If in a $△ABC$ ${\sin }^{4}A+{\sin }^{4}B+{\sin }^{4}C={\sin }^{2}B{\sin }^{2}C+2{\sin }^{2}C{\sin }^{2}A+2{\sin }^{2}A{\sin }^{2}B,$

then $A=$

• A. $\frac{\pi }{6},\frac{5\pi }{6}$
• B. $\frac{\pi }{3},\frac{5\pi }{6}$
• C. $\frac{\pi }{3},\frac{\pi }{2}$
• D. $\frac{\pi }{4},\frac{3\pi }{4}$

Answer 1

The correct option is A $\frac{\pi }{6},\frac{5\pi }{6}$

We know that
$\frac{a}{\sin A}=\frac{b}{\sin B}=\frac{c}{\sin C}$ from the sine rule.

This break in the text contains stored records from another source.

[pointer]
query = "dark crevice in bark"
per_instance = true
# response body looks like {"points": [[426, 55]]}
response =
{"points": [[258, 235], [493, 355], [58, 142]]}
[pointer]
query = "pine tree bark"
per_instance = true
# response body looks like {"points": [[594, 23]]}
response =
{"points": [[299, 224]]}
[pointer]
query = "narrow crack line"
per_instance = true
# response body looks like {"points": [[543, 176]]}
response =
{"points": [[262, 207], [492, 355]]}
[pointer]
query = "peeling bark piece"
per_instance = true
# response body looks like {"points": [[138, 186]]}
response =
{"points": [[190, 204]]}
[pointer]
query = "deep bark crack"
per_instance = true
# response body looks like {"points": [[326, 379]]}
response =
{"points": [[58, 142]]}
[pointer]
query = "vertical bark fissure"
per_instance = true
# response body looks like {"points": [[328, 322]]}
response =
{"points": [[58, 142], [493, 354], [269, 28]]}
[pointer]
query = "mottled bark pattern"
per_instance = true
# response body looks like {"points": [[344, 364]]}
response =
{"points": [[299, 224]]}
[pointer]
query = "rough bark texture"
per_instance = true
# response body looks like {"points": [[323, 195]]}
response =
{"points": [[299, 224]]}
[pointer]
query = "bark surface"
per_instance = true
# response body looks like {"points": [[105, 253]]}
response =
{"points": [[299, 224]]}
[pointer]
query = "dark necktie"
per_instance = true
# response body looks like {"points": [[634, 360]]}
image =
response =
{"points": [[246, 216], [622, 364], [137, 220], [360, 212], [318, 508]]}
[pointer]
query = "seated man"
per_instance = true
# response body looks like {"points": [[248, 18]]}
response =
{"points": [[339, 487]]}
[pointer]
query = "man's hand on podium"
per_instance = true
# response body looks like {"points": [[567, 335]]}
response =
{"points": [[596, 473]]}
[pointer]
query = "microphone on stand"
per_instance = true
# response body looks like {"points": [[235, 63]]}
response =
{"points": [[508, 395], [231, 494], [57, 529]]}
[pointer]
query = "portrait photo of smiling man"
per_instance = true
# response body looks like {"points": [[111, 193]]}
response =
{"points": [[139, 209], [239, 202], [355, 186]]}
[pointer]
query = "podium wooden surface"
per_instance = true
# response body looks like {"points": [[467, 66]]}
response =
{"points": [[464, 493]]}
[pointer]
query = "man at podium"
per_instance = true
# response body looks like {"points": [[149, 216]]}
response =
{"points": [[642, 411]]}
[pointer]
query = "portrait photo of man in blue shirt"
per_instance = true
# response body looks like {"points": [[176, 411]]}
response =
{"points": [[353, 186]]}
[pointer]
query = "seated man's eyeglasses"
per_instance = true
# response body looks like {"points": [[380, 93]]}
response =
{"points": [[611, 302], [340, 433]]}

Hence, replacing the $\sin \theta$'s by the corresponding sides, we get
$a^4+b^4+c^4=b^2{c}^2+2a^2{c}^2+2a^2{b}^2$
$a^4+b^4+c^4-2a^2{c}^2-2a^2{b}^2-2b^2{c}^2=3b^2{c}^2$
$(b^2+c^2-a^2{)}^2=3b^2{c}^2\to (1)$
Now, $\cos A=\frac{b^2+c^2-a^2}{2bc}$
$\Rightarrow b^2+c^2-a^2=2bc\cos A$
Substituting in $\left(1\right)$,
$4b^2{c}^2{\cos }^{2}A=3b^2{c}^2$
${\cos }^{2}A=\frac{3}{4}$
$\cos A=\pm \frac{\sqrt{3}}{2}$
Hence,
$A=\frac{\pi }{6}$ and $A=\pi -\frac{\pi }{6}=\frac{5\pi }{6}$.